The saying goes ‘it takes a village to raise a child’. At Elrha, we believe it takes a whole community to foster meaningful change.
We work with many different organisations and individuals to help improve mental health and psychosocial support to people affected by crises. From the humanitarian researchers and innovators we fund – who are evaluating the best methods and approaches, or finding better, more effective ways to support people – to those who use this research and findings to help support and inform their own work
This year we’ve shared the research studies we’ve funded with even more people by co-editing a special edition of the ODI’s Humanitarian Exchange Magazine, focus on mental health and psychosocial support (MHPSS), as well as supporting the associated panel discussion on ‘Improving mental health care in humanitarian crises’.
Over the last few years, we have funded many mental health research studies or projects, as well as many that touch on issues of mental wellbeing. On World Mental Health Day, here is a look at the difference just some of this work is making.
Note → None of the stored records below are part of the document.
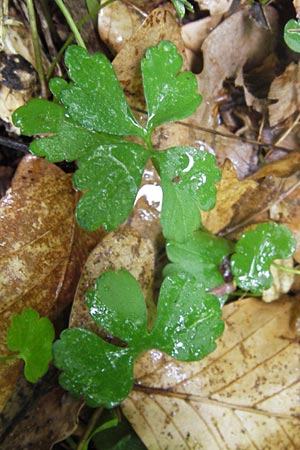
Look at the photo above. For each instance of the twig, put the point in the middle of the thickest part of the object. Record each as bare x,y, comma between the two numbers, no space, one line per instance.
37,48
70,22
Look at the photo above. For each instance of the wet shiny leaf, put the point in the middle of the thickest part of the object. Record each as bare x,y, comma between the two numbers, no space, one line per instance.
112,175
117,304
243,395
188,178
169,95
32,337
292,35
187,324
255,252
201,257
68,140
188,319
86,99
92,368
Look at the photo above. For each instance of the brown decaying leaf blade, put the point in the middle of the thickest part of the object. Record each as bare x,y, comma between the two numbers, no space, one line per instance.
50,417
41,250
245,395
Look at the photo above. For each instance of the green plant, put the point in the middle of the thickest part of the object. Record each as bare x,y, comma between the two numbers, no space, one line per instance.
109,172
292,35
32,337
181,6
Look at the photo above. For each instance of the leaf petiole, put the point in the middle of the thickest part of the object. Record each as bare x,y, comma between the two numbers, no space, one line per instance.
286,269
70,22
9,357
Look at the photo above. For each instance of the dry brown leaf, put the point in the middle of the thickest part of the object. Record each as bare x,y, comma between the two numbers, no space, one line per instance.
282,280
244,202
215,7
122,249
246,44
245,395
284,94
160,24
117,22
230,190
41,250
52,417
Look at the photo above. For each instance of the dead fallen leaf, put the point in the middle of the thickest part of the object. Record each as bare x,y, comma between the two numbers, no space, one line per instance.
230,190
244,202
41,250
284,94
122,249
117,22
215,7
282,281
161,24
50,418
244,395
246,46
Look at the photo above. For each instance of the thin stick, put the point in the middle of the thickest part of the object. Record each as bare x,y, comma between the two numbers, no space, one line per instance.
70,38
288,131
71,23
90,427
37,47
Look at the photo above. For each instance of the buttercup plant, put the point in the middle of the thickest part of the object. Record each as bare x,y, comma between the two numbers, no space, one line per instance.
94,131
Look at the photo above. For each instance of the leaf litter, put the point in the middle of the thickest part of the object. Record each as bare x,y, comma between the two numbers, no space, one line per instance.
251,381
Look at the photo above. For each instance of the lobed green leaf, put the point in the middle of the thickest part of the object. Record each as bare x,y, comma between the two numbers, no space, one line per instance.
188,177
111,175
254,253
117,304
95,99
292,35
169,95
181,5
201,257
92,368
32,337
188,319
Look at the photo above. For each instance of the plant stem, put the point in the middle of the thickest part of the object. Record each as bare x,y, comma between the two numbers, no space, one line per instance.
9,357
37,48
70,22
286,269
69,40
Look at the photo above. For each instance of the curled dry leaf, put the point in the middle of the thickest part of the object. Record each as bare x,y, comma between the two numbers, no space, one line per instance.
122,249
18,78
246,44
50,418
161,24
284,94
244,202
41,250
215,7
244,395
117,22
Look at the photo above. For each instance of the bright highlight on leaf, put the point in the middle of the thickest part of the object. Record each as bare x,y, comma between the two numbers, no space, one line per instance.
255,252
187,325
292,35
188,177
90,125
32,337
200,257
169,95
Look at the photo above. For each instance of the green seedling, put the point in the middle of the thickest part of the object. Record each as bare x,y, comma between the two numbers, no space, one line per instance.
292,35
90,122
31,337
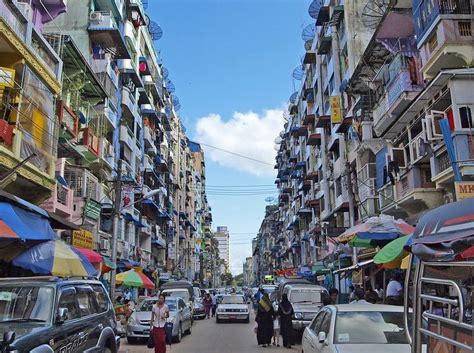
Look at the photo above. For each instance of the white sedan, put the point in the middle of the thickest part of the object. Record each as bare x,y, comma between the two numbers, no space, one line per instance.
232,308
356,328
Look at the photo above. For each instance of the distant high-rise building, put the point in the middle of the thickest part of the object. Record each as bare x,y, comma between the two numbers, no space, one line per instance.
223,237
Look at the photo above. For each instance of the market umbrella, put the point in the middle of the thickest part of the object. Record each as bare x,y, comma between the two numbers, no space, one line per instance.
57,258
375,230
91,255
392,253
134,278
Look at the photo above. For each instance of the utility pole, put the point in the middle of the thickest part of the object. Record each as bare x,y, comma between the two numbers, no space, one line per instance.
350,192
116,215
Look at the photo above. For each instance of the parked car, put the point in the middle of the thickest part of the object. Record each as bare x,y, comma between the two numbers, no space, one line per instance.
48,314
306,300
138,326
357,328
183,294
232,308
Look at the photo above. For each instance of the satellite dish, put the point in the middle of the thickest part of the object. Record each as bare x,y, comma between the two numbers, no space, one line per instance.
373,12
293,97
164,72
155,31
170,87
309,32
298,73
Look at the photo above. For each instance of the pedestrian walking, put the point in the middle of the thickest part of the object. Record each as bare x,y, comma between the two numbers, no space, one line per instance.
276,332
264,318
207,305
159,314
285,312
214,303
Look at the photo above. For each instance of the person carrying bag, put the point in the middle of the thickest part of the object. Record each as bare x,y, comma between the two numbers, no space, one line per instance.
160,312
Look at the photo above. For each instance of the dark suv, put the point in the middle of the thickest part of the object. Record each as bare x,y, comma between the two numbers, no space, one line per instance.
48,314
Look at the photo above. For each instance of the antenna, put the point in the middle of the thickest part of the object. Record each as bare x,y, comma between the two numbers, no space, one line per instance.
155,30
373,12
293,97
298,73
314,8
164,72
170,87
309,32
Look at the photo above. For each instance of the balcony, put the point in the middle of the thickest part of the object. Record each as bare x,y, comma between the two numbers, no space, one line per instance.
426,13
105,33
15,21
148,136
107,152
127,137
61,201
400,89
88,144
130,103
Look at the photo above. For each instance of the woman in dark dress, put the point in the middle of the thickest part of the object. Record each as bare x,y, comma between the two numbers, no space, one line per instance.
285,311
264,318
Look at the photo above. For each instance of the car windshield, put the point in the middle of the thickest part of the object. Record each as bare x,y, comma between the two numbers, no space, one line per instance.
147,305
369,327
26,304
305,296
232,299
184,294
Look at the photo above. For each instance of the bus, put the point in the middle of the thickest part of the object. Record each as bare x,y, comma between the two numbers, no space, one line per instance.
440,280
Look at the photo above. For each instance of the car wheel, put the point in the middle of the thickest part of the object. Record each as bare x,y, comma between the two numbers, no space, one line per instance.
131,340
189,330
180,333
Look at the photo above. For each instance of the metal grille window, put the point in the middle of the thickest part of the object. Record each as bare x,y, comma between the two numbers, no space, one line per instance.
464,29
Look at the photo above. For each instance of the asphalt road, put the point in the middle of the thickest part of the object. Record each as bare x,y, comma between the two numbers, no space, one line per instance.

Getting mental health support for children can be difficult in any context, but especially in low-resource settings where there is a population of young people affected by war.
Where there is a lack of funding or the ability to recruit qualified mental health staff locally is low, there is a potential for technology to help plug the gap.
This is what Queen Mary University of London is discovering with their funded research study into psychotherapy delivered over the phone to refugee children in Lebanon. The Common Elements Treatment Approach (CETA – a form of psychotherapy designed to help people affected by their traumatic experiences) will be delivered by a trained lay counsellor over phones, rather than face-to-face.
So far, the team have interviewed 1,600 refugee children to assess their mental health and will interview them again after a year to see if the counselling has helped. Their journey-so-far was recently featured in the mental health edition of the Humanitarian Exchange Magazine.
Often problems, especially in crisis settings, do not fall into just one category. When refugees who have experienced intimate partner violence (IPV) in Nyarugusu, Tanzania, report that ‘stress, sadness and fear’ are the top problems they face, it is clear that IPV is equally a mental health issue as it is a gender-based violence one.
This is what Johns Hopkins Bloomberg School of Public Health and UNHCR discovered in their project evaluating an integrated approach to IPV and psychological health. Their research is examining how to best provide a programme that combines empowerment counselling with cognitive processing therapy to help address the mental health issues faced by IPV survivors.
With their team of local research assistants and intervention facilitators, the project will create a knowledge-base on effective integrated IPV intervention delivered by the community.
‘A month later a woman shared that the training was very beneficial for her. Now she is feeling very light, sleeping well and has been sharing her feeling with her neighbours.’ – (testimony from Pavan, a member of the project’s clinical team)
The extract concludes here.